“Ben,
Kendi varlığı içinde taşan,
Uçsuz bucaksız bir denizim.
Alabildiğine geniş,
Kıyısız, hür bir deniz.
İki dünya da yok olup gitti benden.
Artık ne bu dünyadan sorsunlar beni,
Ne de o dünyadan.”
endini bu mısralarla anlatan Mevlânâ Celâleddin Rumî için artık zaman, dalgaların durma, coşkunluğun dinme vaktiydi ve bu da onun yaşadığı harika hâllerden biriydi.
Mevlânâ, daha çocukluğundan itibaren müşahede edilmeye başlanan harika halleri, altmış sekiz yıllık hayatı boyunca geliştirerek devam ettirdi. Sahip olduğu her değer gibi bu mânevî makam ve mazhariyetleri de İslâm’ın inkişafı ve insanlığın terakkîsi için vasıta olarak kullandı.
Bu ihlâslı ve itinalı çalışmaların neticesinde, söylediği her söz ve yaptığı her hareketi kalıcı bir tesir icra ettiğinden; etrafında toplanarak feyz alan insanların, kendisini herkesin yaşadığı fâni hallerden uzak gördüğü bir zamanda âniden hastalandı.
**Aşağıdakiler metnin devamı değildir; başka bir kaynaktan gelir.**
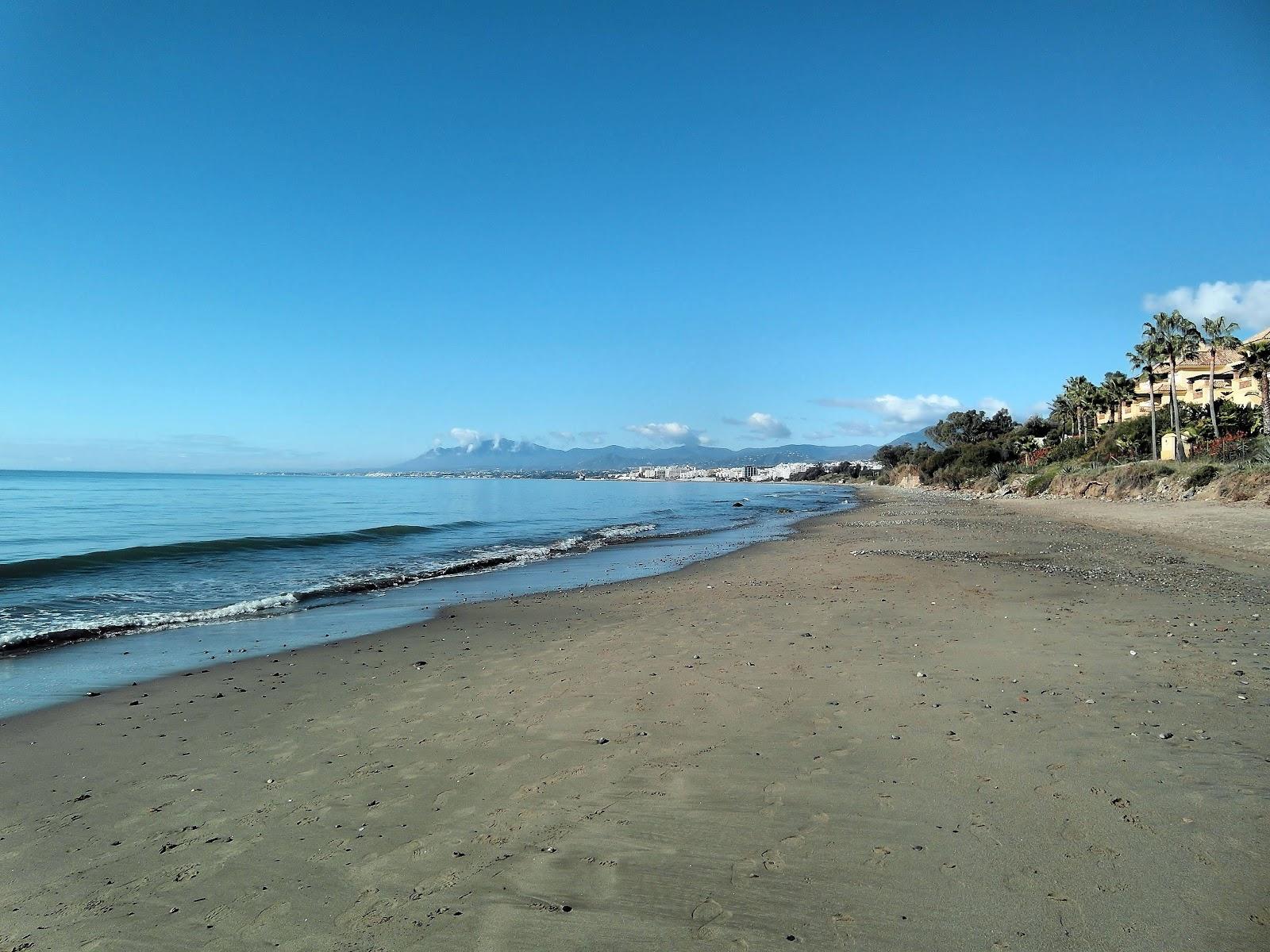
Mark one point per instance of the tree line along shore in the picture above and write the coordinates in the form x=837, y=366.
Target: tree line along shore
x=1191, y=419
Kendisinden yok olup gittiğini söylediği dünyanın birinden diğerine gitme vakti geldiğinin işareti olan bu hâl duyulunca, kışın soğuğuyla donuklaşan duyguların, daha soğuk bir hisle katılaşmasına sebep oldu.
Sağlığında, kalp ve gönülleri hararetle sarıp harekete geçiren Mevlânâ’nın hastalanışı, Anadolu insanını cismen de harekete geçirmiş olmalı ki değişik din, cins, renk ve ırktan insanlar kışın ağır şartlarına rağmen Konya’ya doğru akmaya başladılar.
Aslında o nazarları şahsından dâvâsına çekmeye, insanların bedenden ziyade ruha değer vermelerini ve ruhânî değerlerini hayatlarına rehber yapmalarını sağlamaya çalıştığından, bunu bir nasihat olmaktan çıkarıp hayat gerçeği haline getirmek için kendini maddî cihetiyle de tarif etti:
“Her üçü birden bir dirhem etmez,
Sarığım, cübbem, başım.
Sen âlemde benim ünümü duymadın mı hiç?
Ben hiç kimse değilim,
Bir hiçim, hiç…”
Mevlânâ kendisini sarık, cübbe ve baştan ibaret bir şekil olarak görenlerin bir hiçle karşı karşıya kaldıklarını söyleyerek bu yeni tarifte de ilkindeki ruh derinliğini nazara vermek istedi.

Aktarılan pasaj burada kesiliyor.